Previewing the September 2022 JCWE Issue

Previewing the September 2022 JCWE Issue

This issue includes one original article, two very interesting lectures, a review essay, and the usual slate of excellent book reviews that together continue to expand our understanding of the field, its key actors, and its central questions.

The first of the published lectures is Thavolia Glymph’s acceptance speech for her Tom Watson Brown Award–winning book, The Women’s Fight: The Civil War’s Battles for Home, Freedom, and Nation. She delivered the speech during the Southern Historical Association’s virtual annual meeting on November 5, 2021. Glymph’s lecture captures her book’s argument that Black women, despite assertions to the contrary in the literature, are highly visible in the archives historians already use. Glymph’s essay both crystallizes one of her book’s broadest arguments and offers examples of how historians can work with the existing archives of Black women’s lives.

The next essay is Louis P. Masur’s Robert Fortenbaugh Memorial Lecture, “Abraham Lincoln and the Problem of Reconstruction.” This was the Fifty-ninth Fortenbaugh Lecture, delivered at Gettysburg College’s Civil War Institute on November 19, 2021. Masur draws on his books, especially Lincoln’s Last Speech: Wartime Reconstruction and the Crisis of Reunion, to reexamine the Civil War history of the issues that became central during Reconstruction and to advance ideas about Lincoln’s potential trajectory, had he lived.

Evan Turiano’s “‘Prophecies of Loss’: Slave Flight during Virginia’s Secession Crisis” explores how slave escapes became a political issue during Virginia’s struggle over secession. Through close readings of speeches, newspaper accounts, and other sources, Turiano captures how unionists, early in the debate, argued that secession would open the door to increased flight by enslaved people. Yet as the debate progressed, secessionists reconfigured the argument, drawing attention to Lincoln’s critiques of the 1850 Fugitive Slave Act and suggesting that he would likely be an unreliable enforcer of it. Throughout, Turiano embeds the stories of fugitive enslaved people to show how their actions, not just their invocation, mattered in the debate.

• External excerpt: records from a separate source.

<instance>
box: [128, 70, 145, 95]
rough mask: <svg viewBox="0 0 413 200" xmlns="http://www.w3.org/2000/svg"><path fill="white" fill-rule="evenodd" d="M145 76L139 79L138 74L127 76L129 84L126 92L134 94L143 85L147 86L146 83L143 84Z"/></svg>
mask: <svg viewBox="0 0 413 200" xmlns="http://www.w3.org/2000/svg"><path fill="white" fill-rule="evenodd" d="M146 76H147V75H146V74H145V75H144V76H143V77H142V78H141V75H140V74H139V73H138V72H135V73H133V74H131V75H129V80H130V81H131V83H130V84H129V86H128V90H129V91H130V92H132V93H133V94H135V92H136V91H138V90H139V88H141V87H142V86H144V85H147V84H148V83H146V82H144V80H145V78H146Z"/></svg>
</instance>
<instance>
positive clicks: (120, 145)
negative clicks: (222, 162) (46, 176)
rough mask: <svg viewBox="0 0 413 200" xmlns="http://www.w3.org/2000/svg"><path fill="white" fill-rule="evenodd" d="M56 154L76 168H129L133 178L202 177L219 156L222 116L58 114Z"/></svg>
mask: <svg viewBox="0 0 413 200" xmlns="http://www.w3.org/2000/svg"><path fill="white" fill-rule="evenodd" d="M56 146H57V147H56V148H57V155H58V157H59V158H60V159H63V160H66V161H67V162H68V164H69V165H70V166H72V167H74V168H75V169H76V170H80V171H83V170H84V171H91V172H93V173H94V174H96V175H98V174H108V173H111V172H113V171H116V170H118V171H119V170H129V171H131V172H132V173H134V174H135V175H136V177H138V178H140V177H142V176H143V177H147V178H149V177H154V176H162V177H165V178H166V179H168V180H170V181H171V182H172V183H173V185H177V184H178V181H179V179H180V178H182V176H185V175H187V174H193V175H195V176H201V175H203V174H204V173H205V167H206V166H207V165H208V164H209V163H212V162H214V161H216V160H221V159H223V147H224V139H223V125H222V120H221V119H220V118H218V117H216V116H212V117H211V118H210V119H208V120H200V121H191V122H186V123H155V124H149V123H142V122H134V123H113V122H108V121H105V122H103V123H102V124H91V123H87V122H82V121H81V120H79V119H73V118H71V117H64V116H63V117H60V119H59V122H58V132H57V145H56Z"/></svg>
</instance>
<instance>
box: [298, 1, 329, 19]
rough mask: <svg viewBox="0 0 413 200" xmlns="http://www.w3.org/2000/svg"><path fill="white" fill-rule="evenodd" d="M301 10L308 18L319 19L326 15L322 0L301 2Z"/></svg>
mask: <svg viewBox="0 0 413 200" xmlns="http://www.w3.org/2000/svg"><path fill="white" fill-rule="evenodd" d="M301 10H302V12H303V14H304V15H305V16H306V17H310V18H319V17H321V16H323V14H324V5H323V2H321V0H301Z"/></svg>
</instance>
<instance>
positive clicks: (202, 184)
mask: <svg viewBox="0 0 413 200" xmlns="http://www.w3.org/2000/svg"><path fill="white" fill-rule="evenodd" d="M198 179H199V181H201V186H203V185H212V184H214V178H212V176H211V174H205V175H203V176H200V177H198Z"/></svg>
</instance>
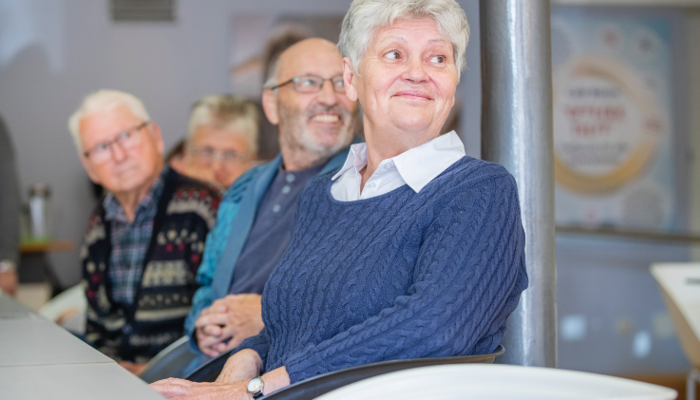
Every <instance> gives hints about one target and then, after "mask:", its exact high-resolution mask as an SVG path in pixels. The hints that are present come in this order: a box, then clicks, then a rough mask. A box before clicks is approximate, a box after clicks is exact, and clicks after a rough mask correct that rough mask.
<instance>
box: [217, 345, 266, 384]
mask: <svg viewBox="0 0 700 400" xmlns="http://www.w3.org/2000/svg"><path fill="white" fill-rule="evenodd" d="M261 370H262V359H261V358H260V355H258V353H256V352H255V351H254V350H251V349H244V350H241V351H239V352H237V353H236V354H234V355H232V356H231V357H229V359H228V361H226V364H225V365H224V368H223V369H222V371H221V373H220V374H219V377H218V378H216V382H218V383H230V382H241V381H246V382H247V381H248V380H250V379H252V378H255V377H257V376H259V375H260V371H261Z"/></svg>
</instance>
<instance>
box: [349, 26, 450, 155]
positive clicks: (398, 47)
mask: <svg viewBox="0 0 700 400" xmlns="http://www.w3.org/2000/svg"><path fill="white" fill-rule="evenodd" d="M343 65H344V78H345V82H346V85H347V94H348V97H349V98H350V99H351V100H354V98H353V97H356V98H357V99H359V101H360V104H361V105H362V109H363V113H364V116H365V118H366V119H368V122H369V126H367V125H366V126H365V127H366V128H369V130H370V131H374V132H376V134H377V135H379V134H381V132H390V131H399V132H400V134H401V135H405V136H404V137H402V138H401V141H402V142H403V143H404V144H407V145H408V146H409V147H413V146H417V145H419V144H422V143H425V142H427V141H429V140H431V139H433V138H435V137H437V136H438V135H439V133H440V129H441V128H442V125H443V124H444V122H445V120H446V119H447V115H448V114H449V111H450V109H451V108H452V106H453V105H454V94H455V89H456V87H457V79H458V74H457V68H456V67H455V60H454V54H453V48H452V43H450V41H449V40H447V39H446V38H445V37H444V36H443V35H442V34H441V33H440V31H439V30H438V28H437V25H436V23H435V21H434V20H433V19H432V18H421V19H408V20H397V21H395V22H394V24H393V25H391V26H387V27H384V28H381V29H379V30H378V31H377V32H376V33H375V35H374V37H373V39H372V41H371V42H370V44H369V46H368V49H367V52H366V53H365V56H364V58H363V59H362V60H361V62H360V64H359V66H358V69H359V73H360V76H358V75H357V74H353V73H352V69H351V66H350V62H349V59H347V58H346V59H345V60H344V62H343ZM392 128H393V129H392ZM368 138H369V137H368Z"/></svg>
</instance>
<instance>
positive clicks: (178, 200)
mask: <svg viewBox="0 0 700 400" xmlns="http://www.w3.org/2000/svg"><path fill="white" fill-rule="evenodd" d="M220 200H221V192H220V191H219V189H217V188H215V187H213V186H211V185H208V184H205V183H203V182H200V181H196V180H193V179H190V178H187V177H184V176H182V175H180V174H178V173H177V172H175V171H174V170H172V169H171V170H170V171H169V172H168V173H167V175H166V178H165V186H164V188H163V193H162V194H161V196H160V199H159V201H158V212H157V214H156V216H155V218H154V221H153V235H152V237H151V241H150V245H149V247H148V250H147V252H146V258H145V260H144V263H143V264H144V268H143V273H142V274H141V280H140V284H139V287H138V288H137V289H136V294H135V297H134V303H133V304H132V305H125V304H123V303H120V302H116V301H113V299H112V296H111V284H110V278H109V266H110V262H109V260H110V253H111V239H110V224H109V222H107V221H106V220H105V219H104V214H105V210H104V208H103V207H102V202H100V205H99V206H98V208H97V210H95V212H94V213H93V215H92V216H91V218H90V220H89V221H88V228H87V233H86V235H85V242H84V244H83V248H82V251H81V263H82V266H83V285H84V286H85V295H86V297H87V301H88V309H87V326H86V332H85V338H86V341H87V342H88V343H89V344H91V345H92V346H93V347H95V348H97V349H98V350H100V351H102V352H103V353H105V354H106V355H108V356H110V357H112V358H114V359H116V360H127V361H134V362H146V361H148V360H149V359H150V358H151V357H153V356H155V355H156V354H157V353H158V352H159V351H160V350H162V349H164V348H165V347H167V346H168V345H169V344H170V343H172V342H174V341H175V340H177V339H179V338H180V337H182V335H183V333H184V329H183V324H184V321H185V316H187V313H188V312H189V310H190V307H191V305H192V296H193V295H194V292H195V290H196V289H197V286H196V283H195V274H196V273H197V268H198V267H199V264H200V262H201V259H202V252H203V250H204V240H205V238H206V235H207V233H208V232H209V230H210V229H211V227H212V225H213V224H214V222H215V221H216V210H217V208H218V205H219V202H220Z"/></svg>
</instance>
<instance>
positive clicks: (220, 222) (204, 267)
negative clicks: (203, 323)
mask: <svg viewBox="0 0 700 400" xmlns="http://www.w3.org/2000/svg"><path fill="white" fill-rule="evenodd" d="M237 209H238V203H237V202H234V201H232V200H231V199H230V197H224V199H223V200H222V202H221V205H220V206H219V211H218V216H217V220H216V224H215V225H214V228H213V229H212V230H211V231H209V234H208V235H207V239H206V241H205V244H204V256H203V257H202V263H201V264H200V265H199V269H198V270H197V278H196V279H197V284H198V285H199V289H197V291H196V292H195V294H194V297H193V298H192V308H191V309H190V312H189V314H188V315H187V319H186V320H185V334H186V335H187V336H189V338H190V347H191V348H192V349H193V350H195V351H196V352H199V346H198V344H197V336H196V335H195V322H197V319H199V316H200V315H201V314H202V310H204V309H205V308H207V307H209V306H211V304H212V303H213V302H214V300H216V299H214V298H213V296H212V291H211V285H212V279H213V278H214V272H215V271H216V266H217V264H218V263H219V259H220V258H221V253H223V251H224V248H225V247H226V242H227V240H228V237H229V235H230V233H231V221H232V220H233V218H234V217H235V215H236V211H237Z"/></svg>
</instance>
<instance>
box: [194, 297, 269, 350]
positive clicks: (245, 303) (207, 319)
mask: <svg viewBox="0 0 700 400" xmlns="http://www.w3.org/2000/svg"><path fill="white" fill-rule="evenodd" d="M260 297H261V296H260V295H259V294H238V295H228V296H226V297H224V298H222V299H219V300H216V301H215V302H214V303H213V304H212V305H211V306H210V307H207V308H205V309H204V310H203V311H202V315H201V316H200V317H199V319H198V320H197V322H196V323H195V326H196V327H197V329H196V335H197V343H198V345H199V348H200V349H201V350H202V352H203V353H204V354H206V355H208V356H209V357H216V356H218V355H219V354H221V353H223V352H226V351H229V350H231V349H233V348H235V347H236V346H238V345H239V344H241V342H243V340H245V339H246V338H248V337H251V336H255V335H257V334H258V333H260V331H261V330H262V328H263V327H264V324H263V321H262V312H261V307H260ZM229 339H230V340H229ZM226 340H229V342H228V343H226V342H225V341H226Z"/></svg>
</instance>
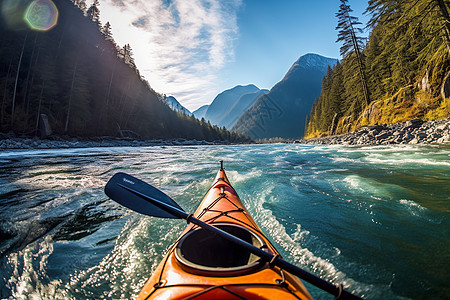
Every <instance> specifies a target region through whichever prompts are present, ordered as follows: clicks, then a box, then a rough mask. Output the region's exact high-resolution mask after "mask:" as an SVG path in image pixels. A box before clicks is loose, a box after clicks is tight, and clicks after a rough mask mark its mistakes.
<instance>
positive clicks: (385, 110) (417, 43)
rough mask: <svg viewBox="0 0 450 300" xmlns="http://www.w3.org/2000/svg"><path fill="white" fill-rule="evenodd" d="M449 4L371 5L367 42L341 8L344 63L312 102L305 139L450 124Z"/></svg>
mask: <svg viewBox="0 0 450 300" xmlns="http://www.w3.org/2000/svg"><path fill="white" fill-rule="evenodd" d="M449 9H450V1H448V0H415V1H390V0H369V1H368V7H367V10H366V12H365V13H367V14H369V16H370V21H369V22H368V24H367V26H368V28H370V36H369V38H368V40H365V39H363V38H361V33H362V25H363V24H361V23H360V22H358V19H357V18H356V17H354V16H353V15H352V10H351V8H350V6H349V5H348V3H347V0H341V6H340V9H339V11H338V13H337V14H336V16H337V18H338V26H337V28H336V29H337V30H338V33H339V34H338V40H337V41H338V42H340V43H342V47H341V55H342V56H343V59H342V61H341V62H340V63H339V64H337V65H336V66H335V67H334V68H329V69H328V71H327V75H326V76H325V77H324V79H323V84H322V92H321V95H320V97H319V98H318V99H316V101H315V102H314V105H313V108H312V110H311V113H310V119H309V121H308V125H307V128H306V136H307V137H315V136H321V135H329V134H339V133H344V132H348V131H354V130H357V129H359V128H361V127H362V126H365V125H368V124H386V123H388V124H389V123H395V122H403V121H407V120H410V119H415V118H422V119H425V120H432V119H440V118H448V117H450V99H449V97H450V78H449V74H450V60H449V51H450V17H449Z"/></svg>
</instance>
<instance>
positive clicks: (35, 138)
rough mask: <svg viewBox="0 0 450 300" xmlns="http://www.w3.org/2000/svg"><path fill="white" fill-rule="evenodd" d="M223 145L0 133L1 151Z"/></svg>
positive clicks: (180, 139)
mask: <svg viewBox="0 0 450 300" xmlns="http://www.w3.org/2000/svg"><path fill="white" fill-rule="evenodd" d="M219 144H220V145H223V144H230V142H228V141H214V142H208V141H197V140H195V139H194V140H186V139H172V140H135V139H120V138H113V137H96V138H70V137H58V136H53V137H51V138H48V139H39V138H37V137H34V138H27V137H15V136H14V135H13V134H3V135H2V134H0V151H1V150H2V149H61V148H93V147H147V146H189V145H191V146H192V145H195V146H197V145H219Z"/></svg>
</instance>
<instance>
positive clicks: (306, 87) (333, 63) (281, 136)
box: [232, 54, 337, 139]
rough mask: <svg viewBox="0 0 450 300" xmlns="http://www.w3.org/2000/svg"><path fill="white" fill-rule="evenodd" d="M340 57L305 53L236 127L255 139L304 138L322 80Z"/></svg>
mask: <svg viewBox="0 0 450 300" xmlns="http://www.w3.org/2000/svg"><path fill="white" fill-rule="evenodd" d="M336 63H337V59H333V58H327V57H323V56H320V55H318V54H306V55H303V56H301V57H300V58H299V59H298V60H297V61H296V62H295V63H294V64H293V65H292V67H291V68H290V69H289V71H288V72H287V73H286V75H285V76H284V77H283V79H282V80H281V81H280V82H278V83H277V84H276V85H275V86H274V87H273V88H272V89H271V90H270V92H269V93H268V94H264V95H262V96H260V97H259V98H258V99H257V100H256V102H255V103H254V104H253V106H252V107H250V108H249V109H248V110H246V111H245V112H244V113H243V115H242V116H241V117H240V118H239V120H238V121H237V122H236V124H235V125H234V126H233V128H232V130H233V131H236V132H239V133H243V134H246V135H249V136H250V137H252V138H254V139H263V138H272V137H281V138H287V139H296V138H301V137H303V135H304V131H305V121H306V115H307V114H308V113H309V112H310V111H311V107H312V104H313V102H314V100H315V98H317V97H319V96H320V91H321V86H322V79H323V77H324V75H325V74H326V71H327V68H328V66H330V67H332V66H334V65H335V64H336Z"/></svg>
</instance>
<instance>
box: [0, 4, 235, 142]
mask: <svg viewBox="0 0 450 300" xmlns="http://www.w3.org/2000/svg"><path fill="white" fill-rule="evenodd" d="M41 2H45V1H41ZM53 2H54V4H55V5H56V7H57V9H58V11H59V15H58V20H57V25H56V26H54V27H53V28H51V29H49V30H42V29H41V30H31V29H30V26H28V25H27V24H26V23H25V21H23V18H21V16H22V15H23V14H24V11H25V10H26V9H27V7H28V6H29V5H30V3H31V1H23V0H21V1H19V0H17V1H3V2H2V18H1V20H0V97H1V100H0V105H1V107H0V132H9V131H13V132H14V133H16V134H30V135H32V134H34V133H35V132H36V128H37V124H38V117H39V115H40V114H46V115H47V116H48V119H49V122H50V125H51V127H52V129H53V131H54V132H56V133H57V134H67V135H72V136H74V135H77V136H103V135H110V136H114V135H116V134H117V132H118V130H119V129H121V130H127V131H132V132H134V133H136V134H137V135H138V136H141V137H143V138H176V137H183V138H190V139H193V138H196V139H206V140H217V139H228V140H231V141H235V140H242V139H244V137H243V136H241V135H238V134H236V133H230V132H228V131H226V130H224V129H220V128H218V127H217V126H211V125H210V124H209V123H206V122H201V121H199V120H196V119H195V118H194V117H192V116H189V115H184V114H182V113H177V112H174V111H173V110H171V109H170V108H169V107H168V106H167V105H166V103H165V102H164V101H163V96H162V95H160V94H158V93H156V92H155V91H154V90H153V89H152V88H151V87H150V84H149V83H148V82H147V81H145V80H144V79H143V78H142V77H141V76H140V73H139V70H138V69H137V68H136V65H135V63H134V60H133V54H132V49H131V47H130V46H129V45H124V46H123V47H120V46H118V45H116V43H115V41H114V39H113V37H112V35H111V25H110V24H109V22H108V23H106V24H101V23H100V20H99V14H100V9H99V6H98V5H99V3H98V1H94V3H93V4H92V6H91V7H89V8H88V7H86V3H85V1H84V0H74V1H73V2H72V1H70V0H54V1H53ZM36 11H37V12H39V9H37V10H36ZM40 11H41V12H42V10H40ZM44 12H45V9H44ZM41 17H42V16H41Z"/></svg>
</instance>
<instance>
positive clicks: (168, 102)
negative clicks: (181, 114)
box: [166, 96, 192, 115]
mask: <svg viewBox="0 0 450 300" xmlns="http://www.w3.org/2000/svg"><path fill="white" fill-rule="evenodd" d="M166 103H167V105H169V107H170V108H171V109H172V110H174V111H178V112H181V113H183V114H186V115H192V113H191V112H190V111H189V109H187V108H186V107H184V106H183V105H181V104H180V102H178V100H177V99H176V98H175V97H173V96H169V97H167V98H166Z"/></svg>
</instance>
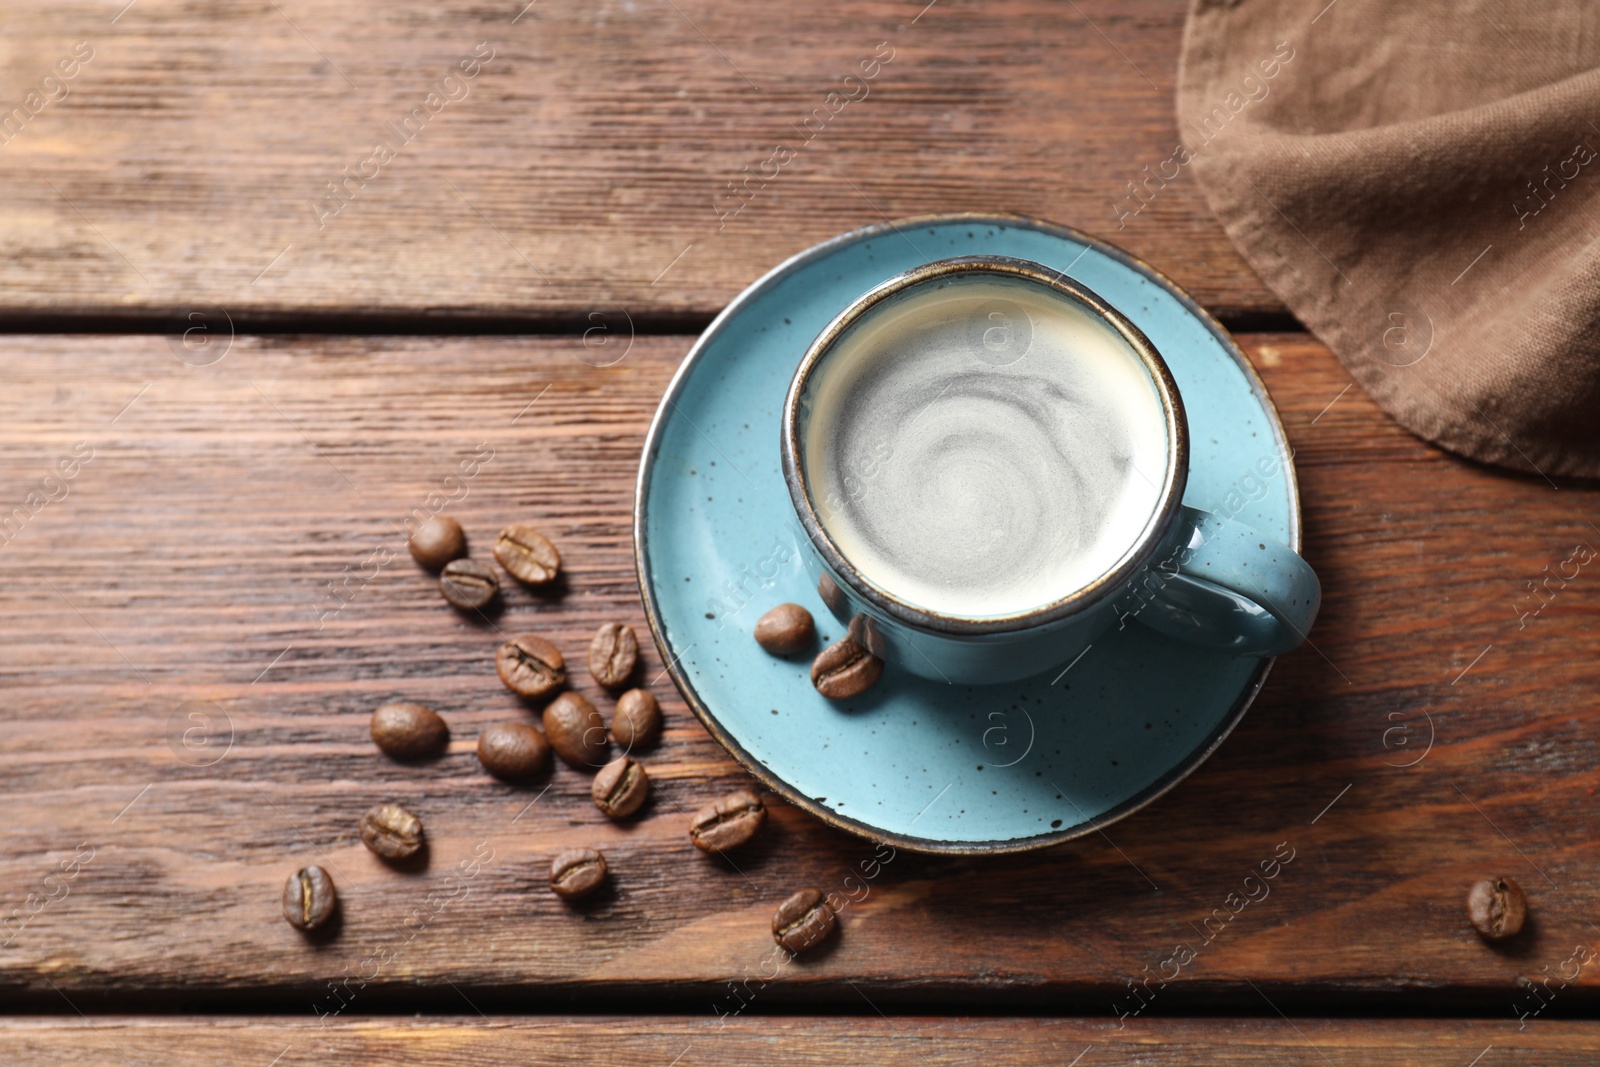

Richard Bell’s review essay, “Peepholes, Eels, and Pickett’s Charge: Doing Microhistory Then and Now,” examines the relationship between microhistory and the Civil War Era. Bell discusses the ongoing, now fifty-year-old debates about what microhistory is, beyond a tight focus on a small subject. Bell also asks which works in Civil War Era scholarship are microhistory, whether they acknowledge it or not, and what the field could gain by self-consciously adopting microhistorical approaches.

The book review section continues to be a source of pride for the journal, and we remain grateful for book review editor Kathryn Shively’s dedication in the face of pandemic-related challenges in publishing and academia. We also thank Northwestern University’s Department of History, which has provided financial support for the book review section over the past year, and Mikala Stokes, a PhD candidate at Northwestern, who has assisted Shively in producing the section. 

Kate Masur and Greg Downs

Kate Masur is an associate professor at Northwestern University, specializing in the history of the nineteenth-century United States, focusing on how Americans grappled with questions of race and equality after the abolition of slavery. Greg Downs, who studies U.S. political and cultural history in the nineteenth and early twentieth centuries, is a professor of history at University of California--Davis. Together they edited an essay collection on the Civil War titled The World the Civil War Made (North Carolina, 2015), and they currently co-edit The Journal of the Civil War Era.